We want to examine the bounds on \(\mathbb{P}((X - \mu)/\mu \geq 1)\) given by Markov’s and Chebyshev’s inequalities.

Markov’s inequality gives \[\mathbb{P}((X - \mu)/\mu \geq 1) = \mathbb{P}( X \geq 2\mu ) \leq \ \frac{\mathbb{E}[X]}{2\mu} = \frac{\mu}{2\mu} = \frac{1}{2}.\]

Chebyshev’s inequality gives \[\mathbb{P}((X - \mu)/\mu \geq 1) = \mathbb{P}(X - \mu \geq \mu) \leq \mathbb{P}(|X - \mu| \geq \mu) \leq \frac{\operatorname{Var}(X)}{\mu^2} = \frac{\mu}{\mu^2} = \frac{1}{\mu}.\]

So for any random variable with mean \(\mu\) and variance \(\mu\), Chebyshev’s inequality gives a tighter bound whenever \(\mu > 2\).

Binomial bounds

Exercise 2

Suppose you flip a fair coin 100 times. Use Markov’s and Chebyshev’s inequalities to approximate the probability of seeing 60 or more heads.

Far away stars

• Suppose that a radio telescope can measure the distance to a star.
• But due to atmospheric conditions, instrumental error, and movements of the earth, each measurement is a random variable with mean \(\mu\) light years (the true distance) and variance \(4\) (square) light years.
• An astronomer plans to take \(n\) independent measurements of the distance and use their average \(\overline{X}_n\) as an estimate for the true distance.

Exercise 3

How many measurements should the astronomer make if they want the probability of a mismeasurement larger than 1 light year to be no more than 0.01?

Hint: recall that \(\mathbb{E}[ \overline{X}_n ] = \mathbb{E}[X_1]\) and \(\operatorname{Var}( \overline{X}_n ) = \operatorname{Var}(X_1)/n\).

Cauchy Schwarz Inequality

Theorem: Cauchy Schwarz for random variables

Let \(X\) and \(Y\) be two random variables with finite second moments.
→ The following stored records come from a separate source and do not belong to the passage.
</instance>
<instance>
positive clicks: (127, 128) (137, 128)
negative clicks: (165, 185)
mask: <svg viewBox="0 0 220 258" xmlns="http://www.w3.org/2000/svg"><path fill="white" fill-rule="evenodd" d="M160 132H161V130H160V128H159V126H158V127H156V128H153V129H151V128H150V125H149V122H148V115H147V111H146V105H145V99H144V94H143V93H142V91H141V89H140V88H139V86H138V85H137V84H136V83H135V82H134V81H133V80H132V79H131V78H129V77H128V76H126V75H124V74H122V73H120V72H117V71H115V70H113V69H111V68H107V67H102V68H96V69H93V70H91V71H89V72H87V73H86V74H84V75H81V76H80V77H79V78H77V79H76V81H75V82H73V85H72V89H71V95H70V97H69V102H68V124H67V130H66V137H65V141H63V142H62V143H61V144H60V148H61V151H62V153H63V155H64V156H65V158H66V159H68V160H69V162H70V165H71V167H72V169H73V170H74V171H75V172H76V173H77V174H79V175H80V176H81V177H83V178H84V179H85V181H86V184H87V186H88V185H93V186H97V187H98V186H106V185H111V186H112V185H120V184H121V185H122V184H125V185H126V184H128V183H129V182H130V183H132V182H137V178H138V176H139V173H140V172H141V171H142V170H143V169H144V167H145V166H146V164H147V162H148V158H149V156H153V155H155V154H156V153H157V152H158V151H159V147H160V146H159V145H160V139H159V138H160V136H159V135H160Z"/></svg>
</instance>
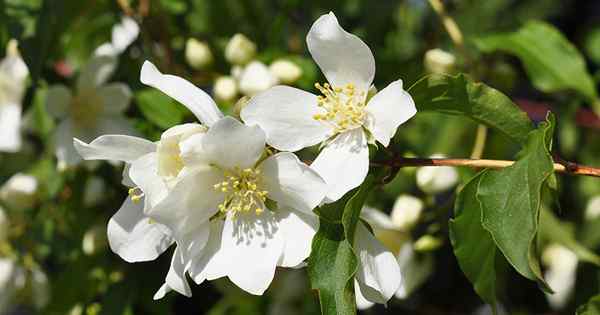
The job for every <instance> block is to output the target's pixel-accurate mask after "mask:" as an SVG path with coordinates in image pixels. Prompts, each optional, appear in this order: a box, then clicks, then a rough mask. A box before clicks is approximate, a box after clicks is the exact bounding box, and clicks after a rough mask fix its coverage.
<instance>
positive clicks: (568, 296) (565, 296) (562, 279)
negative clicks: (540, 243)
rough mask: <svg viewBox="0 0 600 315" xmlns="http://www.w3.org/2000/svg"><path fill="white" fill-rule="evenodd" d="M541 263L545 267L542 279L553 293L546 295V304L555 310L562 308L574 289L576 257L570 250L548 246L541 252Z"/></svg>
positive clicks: (553, 245) (562, 246)
mask: <svg viewBox="0 0 600 315" xmlns="http://www.w3.org/2000/svg"><path fill="white" fill-rule="evenodd" d="M542 263H543V264H544V265H545V266H546V267H547V269H546V271H545V272H544V279H546V282H547V283H548V285H549V286H550V288H552V290H553V291H554V294H548V293H546V298H547V299H548V303H549V304H550V306H551V307H552V308H553V309H555V310H560V309H562V308H564V307H565V306H566V305H567V303H568V302H569V298H570V297H571V294H572V293H573V289H574V288H575V279H576V273H577V255H575V253H573V252H572V251H571V250H570V249H568V248H566V247H564V246H562V245H559V244H550V245H549V246H547V247H546V248H545V249H544V251H543V252H542Z"/></svg>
Then, \[|\mathbb{E}[XY]| \leq \sqrt{\mathbb{E}[X^2] \,\mathbb{E}[Y^2]}.\]

Corollary

Let \(X\) and \(Y\) be two random variables with finite second moments. Then, \[|\operatorname{Cov}(X, Y)| \leq \sqrt{\operatorname{Var}(X) \, \operatorname{Var}(Y)}.\]
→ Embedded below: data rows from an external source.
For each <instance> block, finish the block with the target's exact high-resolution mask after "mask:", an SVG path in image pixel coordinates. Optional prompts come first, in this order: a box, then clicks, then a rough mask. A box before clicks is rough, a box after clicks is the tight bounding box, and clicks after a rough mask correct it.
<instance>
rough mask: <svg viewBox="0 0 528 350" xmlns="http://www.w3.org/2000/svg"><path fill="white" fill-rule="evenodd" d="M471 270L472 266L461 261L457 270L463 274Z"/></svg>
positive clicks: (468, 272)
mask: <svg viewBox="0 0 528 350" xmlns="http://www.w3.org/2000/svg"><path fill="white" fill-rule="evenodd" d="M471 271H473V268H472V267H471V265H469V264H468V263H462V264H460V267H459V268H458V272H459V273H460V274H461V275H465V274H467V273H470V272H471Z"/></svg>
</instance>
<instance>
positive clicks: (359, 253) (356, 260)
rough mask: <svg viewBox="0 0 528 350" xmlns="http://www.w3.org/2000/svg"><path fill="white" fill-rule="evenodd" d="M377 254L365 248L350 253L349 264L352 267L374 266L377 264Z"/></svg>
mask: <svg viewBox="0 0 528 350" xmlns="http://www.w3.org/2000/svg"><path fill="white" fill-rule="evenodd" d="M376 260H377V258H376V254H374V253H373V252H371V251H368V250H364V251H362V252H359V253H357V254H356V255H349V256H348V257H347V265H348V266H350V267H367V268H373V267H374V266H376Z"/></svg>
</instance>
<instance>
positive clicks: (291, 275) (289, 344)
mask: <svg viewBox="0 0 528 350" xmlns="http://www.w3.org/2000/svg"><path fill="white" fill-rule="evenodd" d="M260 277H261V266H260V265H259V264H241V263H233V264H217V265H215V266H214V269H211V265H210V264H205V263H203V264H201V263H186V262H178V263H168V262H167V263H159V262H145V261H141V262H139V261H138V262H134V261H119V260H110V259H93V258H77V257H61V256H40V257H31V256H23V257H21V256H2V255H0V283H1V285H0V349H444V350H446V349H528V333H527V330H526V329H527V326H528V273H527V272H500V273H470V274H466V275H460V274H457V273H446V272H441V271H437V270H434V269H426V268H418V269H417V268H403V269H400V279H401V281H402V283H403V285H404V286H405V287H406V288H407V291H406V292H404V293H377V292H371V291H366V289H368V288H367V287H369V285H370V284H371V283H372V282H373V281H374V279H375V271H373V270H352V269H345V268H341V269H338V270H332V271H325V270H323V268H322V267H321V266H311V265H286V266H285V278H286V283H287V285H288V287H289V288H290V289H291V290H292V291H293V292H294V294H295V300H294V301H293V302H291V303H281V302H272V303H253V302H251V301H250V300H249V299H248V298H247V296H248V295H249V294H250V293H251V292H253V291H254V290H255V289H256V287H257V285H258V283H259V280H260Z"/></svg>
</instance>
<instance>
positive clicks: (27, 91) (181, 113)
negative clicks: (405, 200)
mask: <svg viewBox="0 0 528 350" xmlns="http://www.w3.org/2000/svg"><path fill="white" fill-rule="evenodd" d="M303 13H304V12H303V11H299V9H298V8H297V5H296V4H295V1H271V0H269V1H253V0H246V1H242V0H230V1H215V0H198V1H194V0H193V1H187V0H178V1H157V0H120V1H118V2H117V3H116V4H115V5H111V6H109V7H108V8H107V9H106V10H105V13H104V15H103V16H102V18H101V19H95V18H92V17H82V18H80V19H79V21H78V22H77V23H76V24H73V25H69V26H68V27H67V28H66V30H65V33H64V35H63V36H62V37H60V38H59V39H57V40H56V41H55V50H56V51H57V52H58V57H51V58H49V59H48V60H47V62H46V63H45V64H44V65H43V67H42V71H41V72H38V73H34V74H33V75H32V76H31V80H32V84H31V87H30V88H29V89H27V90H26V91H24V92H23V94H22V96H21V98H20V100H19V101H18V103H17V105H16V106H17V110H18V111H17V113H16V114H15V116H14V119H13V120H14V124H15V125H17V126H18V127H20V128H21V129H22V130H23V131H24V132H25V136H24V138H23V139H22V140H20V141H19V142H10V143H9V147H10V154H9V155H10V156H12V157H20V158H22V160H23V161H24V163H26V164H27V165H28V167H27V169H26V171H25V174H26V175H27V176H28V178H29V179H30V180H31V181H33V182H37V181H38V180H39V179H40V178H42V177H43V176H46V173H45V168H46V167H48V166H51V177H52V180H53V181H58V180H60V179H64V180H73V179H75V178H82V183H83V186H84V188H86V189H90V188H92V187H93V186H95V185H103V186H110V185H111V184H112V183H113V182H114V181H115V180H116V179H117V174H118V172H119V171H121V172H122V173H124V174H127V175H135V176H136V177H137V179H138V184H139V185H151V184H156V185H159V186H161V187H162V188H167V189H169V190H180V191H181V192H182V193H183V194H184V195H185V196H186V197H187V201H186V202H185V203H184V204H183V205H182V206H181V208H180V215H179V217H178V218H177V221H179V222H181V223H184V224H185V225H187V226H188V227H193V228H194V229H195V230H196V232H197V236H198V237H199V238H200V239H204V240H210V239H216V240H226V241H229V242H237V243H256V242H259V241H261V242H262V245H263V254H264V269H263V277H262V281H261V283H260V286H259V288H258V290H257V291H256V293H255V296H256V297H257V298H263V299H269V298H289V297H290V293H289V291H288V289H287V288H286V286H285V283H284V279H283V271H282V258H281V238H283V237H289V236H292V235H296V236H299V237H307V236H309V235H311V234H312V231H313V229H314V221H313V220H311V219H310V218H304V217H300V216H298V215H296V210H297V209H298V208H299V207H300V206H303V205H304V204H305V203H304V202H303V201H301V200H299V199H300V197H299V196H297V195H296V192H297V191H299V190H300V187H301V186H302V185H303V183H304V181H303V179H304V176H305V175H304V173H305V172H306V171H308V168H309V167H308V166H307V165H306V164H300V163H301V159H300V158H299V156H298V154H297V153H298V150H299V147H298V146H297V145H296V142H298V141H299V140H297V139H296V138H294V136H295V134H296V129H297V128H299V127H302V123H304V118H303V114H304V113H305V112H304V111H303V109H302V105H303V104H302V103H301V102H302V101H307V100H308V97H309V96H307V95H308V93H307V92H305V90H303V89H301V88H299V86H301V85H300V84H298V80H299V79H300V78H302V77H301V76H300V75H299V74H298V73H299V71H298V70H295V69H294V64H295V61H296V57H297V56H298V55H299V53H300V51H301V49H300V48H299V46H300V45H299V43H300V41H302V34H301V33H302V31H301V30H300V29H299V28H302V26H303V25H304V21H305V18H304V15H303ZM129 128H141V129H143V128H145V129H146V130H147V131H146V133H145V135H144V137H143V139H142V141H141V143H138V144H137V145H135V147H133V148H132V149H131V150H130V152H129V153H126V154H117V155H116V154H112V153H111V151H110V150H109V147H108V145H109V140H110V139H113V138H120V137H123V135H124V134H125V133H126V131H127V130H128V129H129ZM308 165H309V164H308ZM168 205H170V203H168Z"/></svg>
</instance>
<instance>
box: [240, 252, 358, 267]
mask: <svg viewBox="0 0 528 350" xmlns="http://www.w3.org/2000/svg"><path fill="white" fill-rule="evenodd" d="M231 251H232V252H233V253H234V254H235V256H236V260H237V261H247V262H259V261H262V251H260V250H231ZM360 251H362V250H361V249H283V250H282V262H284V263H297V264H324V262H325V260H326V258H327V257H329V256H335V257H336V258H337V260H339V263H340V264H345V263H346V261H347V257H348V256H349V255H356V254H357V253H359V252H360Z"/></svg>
If, in addition, \(\operatorname{Var}(X) > 0\) and \(\operatorname{Var}(Y) > 0\), then \[|\operatorname{Corr}(X, Y)| \leq 1.\]

Jensen’s Inequality

Recall that a function \(f: {\mathbb{R}}\to {\mathbb{R}}\) is convex if for any \(x, y \in {\mathbb{R}}\) and \(\lambda \in [0, 1]\), we have \[f(\lambda x + (1 - \lambda) y) \leq \lambda f(x) + (1 - \lambda) f(y).\]

Theorem

Let \(X\) be a random variable with finite mean and let \(f: {\mathbb{R}}\to {\mathbb{R}}\) be a convex function. Then, \[f(\mathbb{E}[X]) \leq \mathbb{E}[f(X)].\]

Questionable friendships

Exercise 4

Your friend offers to play the following game with you.

1. Your friend pays you $49 to roll 2 standard 6-sided dice.
2. If you see \(x\) pips, you pay your friend $\(x^2\).
3. Repeat as many times as you like, and your friend will keep paying you $49 each time.

How many times should you play this game? Justify your answer.

Followup on Jensen’s inequality

Exercise 5

Show that the variance of a random variable is always non-negative.